A second view (the majority view in the country at this time) holds that the insured must have intended both the act and to cause some kind of injury or damage. Intent can be actual, or intent to cause the injury or damage can be inferred from the nature of the act and the foreseeability that harm would result. It is not essential that the harm be of the same character and magnitude as that intended.
The third approach provides the broadest coverage and the fewest pro-insurer results. This view holds that for the exclusion to apply, the insured must have had the specific intent not only to injure but also to cause the particular type of injury suffered.
The court then analyzed decisions from Kansas, Louisiana, Minnesota, Wisconsin, Mississippi, Pennsylvania, and the 10th Circuit, and concluded that Kansas should follow the majority rule. Under this rule (as noted previously), the insured must have intended both the act and to cause some kind of injury or damage. Based on the facts of this case, the intentional act exclusion on the Benchmark policy was applicable. Gutierrez was driving the wrong way against traffic; she failed to stop at a stop sign; she was driving at 100 m.p.h. through a neighborhood; in short, the nature of her actions foreshadowed the harm that resulted. The decision of the appeals court was affirmed.
What the States Are Up To
Arizona law now declares that the limits of insurance section of the underinsured motorists coverage endorsement must state that an insurer is prohibited from reducing an insured's underinsured motorists coverage based on the insured's receipt of workers compensation benefits.

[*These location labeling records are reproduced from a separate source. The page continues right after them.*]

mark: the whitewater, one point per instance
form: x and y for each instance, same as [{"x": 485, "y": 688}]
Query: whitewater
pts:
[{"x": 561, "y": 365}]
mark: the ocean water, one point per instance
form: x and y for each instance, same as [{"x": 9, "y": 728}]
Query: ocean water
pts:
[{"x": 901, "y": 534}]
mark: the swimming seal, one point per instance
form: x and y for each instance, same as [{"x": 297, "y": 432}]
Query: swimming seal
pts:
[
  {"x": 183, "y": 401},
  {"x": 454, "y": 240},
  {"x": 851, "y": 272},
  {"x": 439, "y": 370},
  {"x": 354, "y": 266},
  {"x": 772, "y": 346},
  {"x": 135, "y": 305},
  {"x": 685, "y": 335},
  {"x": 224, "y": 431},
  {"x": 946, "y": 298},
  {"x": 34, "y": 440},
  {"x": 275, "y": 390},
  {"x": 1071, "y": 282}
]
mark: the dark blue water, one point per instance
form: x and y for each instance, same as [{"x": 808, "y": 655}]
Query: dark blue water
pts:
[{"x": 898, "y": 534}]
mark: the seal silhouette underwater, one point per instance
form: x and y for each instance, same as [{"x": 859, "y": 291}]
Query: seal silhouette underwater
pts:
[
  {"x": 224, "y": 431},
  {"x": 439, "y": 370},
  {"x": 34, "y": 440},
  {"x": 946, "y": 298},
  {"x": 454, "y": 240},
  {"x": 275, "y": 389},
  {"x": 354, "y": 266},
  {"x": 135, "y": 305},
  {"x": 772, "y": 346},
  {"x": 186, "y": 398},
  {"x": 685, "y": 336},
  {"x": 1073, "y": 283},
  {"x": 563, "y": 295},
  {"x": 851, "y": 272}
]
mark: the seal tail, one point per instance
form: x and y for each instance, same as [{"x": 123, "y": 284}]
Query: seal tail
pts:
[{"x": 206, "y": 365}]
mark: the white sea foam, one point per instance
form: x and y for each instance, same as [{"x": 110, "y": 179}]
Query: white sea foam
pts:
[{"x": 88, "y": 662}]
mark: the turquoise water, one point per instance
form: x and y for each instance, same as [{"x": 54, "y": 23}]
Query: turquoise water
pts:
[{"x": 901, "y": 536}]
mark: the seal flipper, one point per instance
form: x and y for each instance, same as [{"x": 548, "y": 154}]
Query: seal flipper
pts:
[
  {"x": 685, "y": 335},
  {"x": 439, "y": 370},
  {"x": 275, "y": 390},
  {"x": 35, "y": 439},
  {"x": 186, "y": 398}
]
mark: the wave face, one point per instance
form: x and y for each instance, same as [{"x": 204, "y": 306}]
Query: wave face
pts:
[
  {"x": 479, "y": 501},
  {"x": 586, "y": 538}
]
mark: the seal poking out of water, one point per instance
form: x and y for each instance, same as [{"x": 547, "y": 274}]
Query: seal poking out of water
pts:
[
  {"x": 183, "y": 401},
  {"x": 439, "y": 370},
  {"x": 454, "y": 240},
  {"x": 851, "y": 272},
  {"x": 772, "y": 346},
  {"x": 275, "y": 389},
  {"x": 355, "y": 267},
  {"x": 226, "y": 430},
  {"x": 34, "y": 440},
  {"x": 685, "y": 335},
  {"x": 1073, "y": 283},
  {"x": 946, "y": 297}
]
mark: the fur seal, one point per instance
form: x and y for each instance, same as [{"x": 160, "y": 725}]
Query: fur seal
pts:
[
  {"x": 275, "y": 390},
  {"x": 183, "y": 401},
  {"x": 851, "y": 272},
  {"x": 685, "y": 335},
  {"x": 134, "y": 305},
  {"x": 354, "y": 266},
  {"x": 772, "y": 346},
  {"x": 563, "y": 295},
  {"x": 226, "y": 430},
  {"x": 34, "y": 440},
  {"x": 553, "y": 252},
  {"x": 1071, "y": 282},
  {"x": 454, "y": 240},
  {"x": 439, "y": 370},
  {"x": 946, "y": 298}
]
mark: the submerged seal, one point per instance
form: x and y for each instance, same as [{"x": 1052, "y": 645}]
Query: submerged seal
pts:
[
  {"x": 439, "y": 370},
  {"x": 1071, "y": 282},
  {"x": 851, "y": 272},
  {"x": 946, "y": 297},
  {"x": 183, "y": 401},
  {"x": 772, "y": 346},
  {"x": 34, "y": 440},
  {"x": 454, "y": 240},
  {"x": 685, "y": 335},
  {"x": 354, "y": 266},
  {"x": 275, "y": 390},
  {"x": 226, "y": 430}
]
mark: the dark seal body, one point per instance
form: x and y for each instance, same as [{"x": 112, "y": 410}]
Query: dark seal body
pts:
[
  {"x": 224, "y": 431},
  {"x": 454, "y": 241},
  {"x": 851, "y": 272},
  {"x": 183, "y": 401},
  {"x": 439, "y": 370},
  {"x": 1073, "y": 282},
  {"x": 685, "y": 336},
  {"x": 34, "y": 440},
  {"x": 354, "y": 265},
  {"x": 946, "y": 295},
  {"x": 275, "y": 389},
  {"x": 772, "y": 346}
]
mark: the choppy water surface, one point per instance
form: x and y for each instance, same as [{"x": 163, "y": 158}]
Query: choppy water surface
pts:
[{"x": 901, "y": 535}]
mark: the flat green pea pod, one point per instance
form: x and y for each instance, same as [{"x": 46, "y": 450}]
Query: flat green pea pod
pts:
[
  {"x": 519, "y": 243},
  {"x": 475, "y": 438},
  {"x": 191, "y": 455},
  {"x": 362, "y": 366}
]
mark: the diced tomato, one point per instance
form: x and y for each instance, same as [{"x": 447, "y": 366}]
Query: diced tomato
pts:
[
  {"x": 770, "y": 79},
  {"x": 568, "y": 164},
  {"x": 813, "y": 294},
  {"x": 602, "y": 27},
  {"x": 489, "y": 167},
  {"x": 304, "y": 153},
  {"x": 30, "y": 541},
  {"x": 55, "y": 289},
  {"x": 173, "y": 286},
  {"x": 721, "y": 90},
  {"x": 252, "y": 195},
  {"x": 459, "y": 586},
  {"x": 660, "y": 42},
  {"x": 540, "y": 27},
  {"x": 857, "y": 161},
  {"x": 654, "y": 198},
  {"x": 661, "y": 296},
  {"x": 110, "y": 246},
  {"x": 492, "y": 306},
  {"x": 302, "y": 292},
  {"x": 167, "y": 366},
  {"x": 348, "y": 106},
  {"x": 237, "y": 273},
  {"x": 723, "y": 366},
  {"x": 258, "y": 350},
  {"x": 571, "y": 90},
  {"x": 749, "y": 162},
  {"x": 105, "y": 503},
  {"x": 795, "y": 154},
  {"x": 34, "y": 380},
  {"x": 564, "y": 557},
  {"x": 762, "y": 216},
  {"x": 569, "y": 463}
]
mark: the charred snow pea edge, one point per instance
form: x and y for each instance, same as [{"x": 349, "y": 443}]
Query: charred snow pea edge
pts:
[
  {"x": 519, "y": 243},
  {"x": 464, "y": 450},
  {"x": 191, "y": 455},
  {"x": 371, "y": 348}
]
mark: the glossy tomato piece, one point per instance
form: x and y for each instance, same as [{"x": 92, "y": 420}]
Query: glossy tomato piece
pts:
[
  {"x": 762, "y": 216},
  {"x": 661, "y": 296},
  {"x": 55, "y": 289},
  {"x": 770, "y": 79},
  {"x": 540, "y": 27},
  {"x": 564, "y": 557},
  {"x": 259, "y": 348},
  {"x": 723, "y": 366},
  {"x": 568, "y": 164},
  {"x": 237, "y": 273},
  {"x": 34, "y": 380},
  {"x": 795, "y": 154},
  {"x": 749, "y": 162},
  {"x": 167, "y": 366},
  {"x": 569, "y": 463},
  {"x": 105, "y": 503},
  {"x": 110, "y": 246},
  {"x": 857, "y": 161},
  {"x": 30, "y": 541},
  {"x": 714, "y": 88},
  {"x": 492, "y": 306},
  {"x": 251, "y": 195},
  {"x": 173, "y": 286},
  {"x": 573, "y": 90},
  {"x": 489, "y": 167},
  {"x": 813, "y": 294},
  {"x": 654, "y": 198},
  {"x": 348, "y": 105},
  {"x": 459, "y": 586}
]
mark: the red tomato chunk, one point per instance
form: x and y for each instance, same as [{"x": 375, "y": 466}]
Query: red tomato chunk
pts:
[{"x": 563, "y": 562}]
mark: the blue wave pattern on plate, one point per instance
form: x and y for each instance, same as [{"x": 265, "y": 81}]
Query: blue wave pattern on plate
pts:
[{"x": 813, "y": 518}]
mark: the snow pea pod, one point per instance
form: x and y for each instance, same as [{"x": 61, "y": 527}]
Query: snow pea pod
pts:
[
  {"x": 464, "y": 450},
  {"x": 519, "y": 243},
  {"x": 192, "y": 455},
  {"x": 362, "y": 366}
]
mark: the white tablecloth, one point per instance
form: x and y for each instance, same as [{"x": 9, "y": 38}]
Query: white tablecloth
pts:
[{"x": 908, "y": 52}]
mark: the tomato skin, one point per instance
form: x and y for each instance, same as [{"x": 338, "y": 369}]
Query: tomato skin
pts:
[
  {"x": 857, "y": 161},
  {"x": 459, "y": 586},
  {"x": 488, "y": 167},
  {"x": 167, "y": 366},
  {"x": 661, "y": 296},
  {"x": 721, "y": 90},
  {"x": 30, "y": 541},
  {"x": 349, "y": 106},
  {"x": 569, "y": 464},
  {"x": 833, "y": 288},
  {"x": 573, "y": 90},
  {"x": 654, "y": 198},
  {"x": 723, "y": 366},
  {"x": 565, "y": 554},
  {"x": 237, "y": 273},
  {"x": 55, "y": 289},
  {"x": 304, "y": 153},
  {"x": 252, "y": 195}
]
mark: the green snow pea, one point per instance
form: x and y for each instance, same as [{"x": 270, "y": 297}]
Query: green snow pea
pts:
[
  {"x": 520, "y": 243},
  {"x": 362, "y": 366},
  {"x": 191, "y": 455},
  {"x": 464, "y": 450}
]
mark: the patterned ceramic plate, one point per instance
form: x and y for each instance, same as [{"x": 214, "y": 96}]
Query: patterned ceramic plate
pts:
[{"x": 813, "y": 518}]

In Colorado , the law is revised to strengthen penalties for the unreasonable conduct of an insurance carrier. New sections are added pertaining to improper denial of claims and unreasonable delay or denial of benefits.
The provisions of the Georgia Condominium Act have been revised to state that the limits of liability for a policy issued to a condominium association shall not be less than $1,000,000 because of all bodily injury and property damage as the result of any one occurrence. Also, the annual aggregate must not be less than $2,000,000.
Maryland law now requires that notice of cancellation of certain binders or policies of insurance be sent by certificate of mail. Also, the law provides for ten days' notification for cancellation due to nonpayment of premium during the 45 day underwriting period.
A Minnesota court of appeals ruling declares that the family-owned-vehicle exclusion is unenforceable because it precluded an individual's recovery of excess uninsured motorists benefits.
Oklahoma law requires that a child care facility shall maintain liability insurance with limits of not less than $200,000 for each occurrence of negligence.
Pennsylvania law states that a licensed physician assistant and a licensed perfusionist shall maintain a level of professional liability insurance coverage in the minimum amount of $1,000,000 per occurrence.